The nonprofit holds regular gatherings for children, providing them with a safe, welcoming environment, where they can run around and be silly without worrying about someone asking where their mom or dad are.
For caregivers, COIPP offers a support group to share resources and vent to others who get it.
Like Ostrow Scher, many volunteers are retired educators. While some had experience with incarcerated family members when they were growing up, others – like Sally Selby, a retired middle school English teacher and principal – did not.
“I’m just a believer that all kids need books,” she said. “All kinds of books.”
Another volunteer, Larissa Metzger, gets emotional when she talks about what the organization’s book nook meant to her children when their father was incarcerated at the detention center.
They were nervous about visiting him, but – as huge readers – seeing a miniature library inside the facility made them more comfortable.
She helps with the caregiver support group. Sometimes, it feels like she gets more out of monthly meetings than participants do.
Since the group started during the pandemic, it has mostly been virtual. But its members – women of different ages, upbringings and economic backgrounds – have developed close bonds, Metzger said.
“We celebrate when someone has a baby, or a child gets an award,” she said. “It’s really something that I honestly, wholeheartedly feel that everyone is looking forward to once a month.”
Ostrow Scher doesn’t believe anybody should be judged for the “worst thing they’ve ever done.” But children, especially, shouldn’t be judged for having an incarcerated parent, she said.
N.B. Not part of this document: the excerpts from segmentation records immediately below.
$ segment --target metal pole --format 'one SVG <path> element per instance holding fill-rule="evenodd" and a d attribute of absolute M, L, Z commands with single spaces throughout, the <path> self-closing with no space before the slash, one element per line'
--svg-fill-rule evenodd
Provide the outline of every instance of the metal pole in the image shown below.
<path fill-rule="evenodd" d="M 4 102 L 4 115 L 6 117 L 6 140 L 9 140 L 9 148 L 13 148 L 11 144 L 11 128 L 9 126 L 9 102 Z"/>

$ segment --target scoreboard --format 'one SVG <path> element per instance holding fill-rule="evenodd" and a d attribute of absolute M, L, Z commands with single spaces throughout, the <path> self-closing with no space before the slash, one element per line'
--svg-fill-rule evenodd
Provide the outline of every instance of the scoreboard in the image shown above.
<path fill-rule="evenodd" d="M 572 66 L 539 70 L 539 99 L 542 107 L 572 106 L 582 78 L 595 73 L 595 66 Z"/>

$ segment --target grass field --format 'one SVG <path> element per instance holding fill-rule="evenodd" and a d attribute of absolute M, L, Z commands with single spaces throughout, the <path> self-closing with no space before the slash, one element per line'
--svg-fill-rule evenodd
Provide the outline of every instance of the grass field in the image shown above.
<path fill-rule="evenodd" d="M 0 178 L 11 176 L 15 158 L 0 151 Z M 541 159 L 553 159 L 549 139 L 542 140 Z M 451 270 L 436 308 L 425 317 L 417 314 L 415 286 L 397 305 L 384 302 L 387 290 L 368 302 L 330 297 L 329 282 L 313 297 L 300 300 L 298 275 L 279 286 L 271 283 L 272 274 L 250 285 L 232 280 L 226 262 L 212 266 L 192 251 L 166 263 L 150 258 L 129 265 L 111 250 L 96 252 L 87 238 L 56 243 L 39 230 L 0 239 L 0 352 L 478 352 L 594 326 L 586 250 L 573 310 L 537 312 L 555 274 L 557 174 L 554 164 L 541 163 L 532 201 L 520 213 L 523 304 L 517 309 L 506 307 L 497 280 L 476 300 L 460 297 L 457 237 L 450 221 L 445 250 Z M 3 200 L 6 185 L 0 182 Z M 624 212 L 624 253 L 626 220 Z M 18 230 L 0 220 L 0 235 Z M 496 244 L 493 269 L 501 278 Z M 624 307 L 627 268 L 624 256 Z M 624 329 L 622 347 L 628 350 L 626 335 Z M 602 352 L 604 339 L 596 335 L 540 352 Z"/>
“They just exist,” she said. “Regardless of what your political view is about anything, we should be there to lend a hand to the kids.”
“Many of the children, we know, just need support. They need connection, so they can move on with their lives and be successful,” she continued. “And they will be, if they get the right support from their community.”
On a recent afternoon, John Blaskowski stood outside the detention center with other COIPP volunteers, wearing a sea foam green T-shirt – the organization’s characteristic color.
A few years ago, he was on the other side of the facility’s walls.
While incarcerated, he participated in a parenting class COIPP offered at the center. It helped him reconnect with his children and other people in his life.
Now, he helps lead a similar class at Wells House in Frederick, a substance use recovery facility, where he is a cook.
A few feet away from Blaskowski, another volunteer reached out to a parent, handing her tiny sneakers for her son.
“These are sixes,” she said, “but he can grow into them.”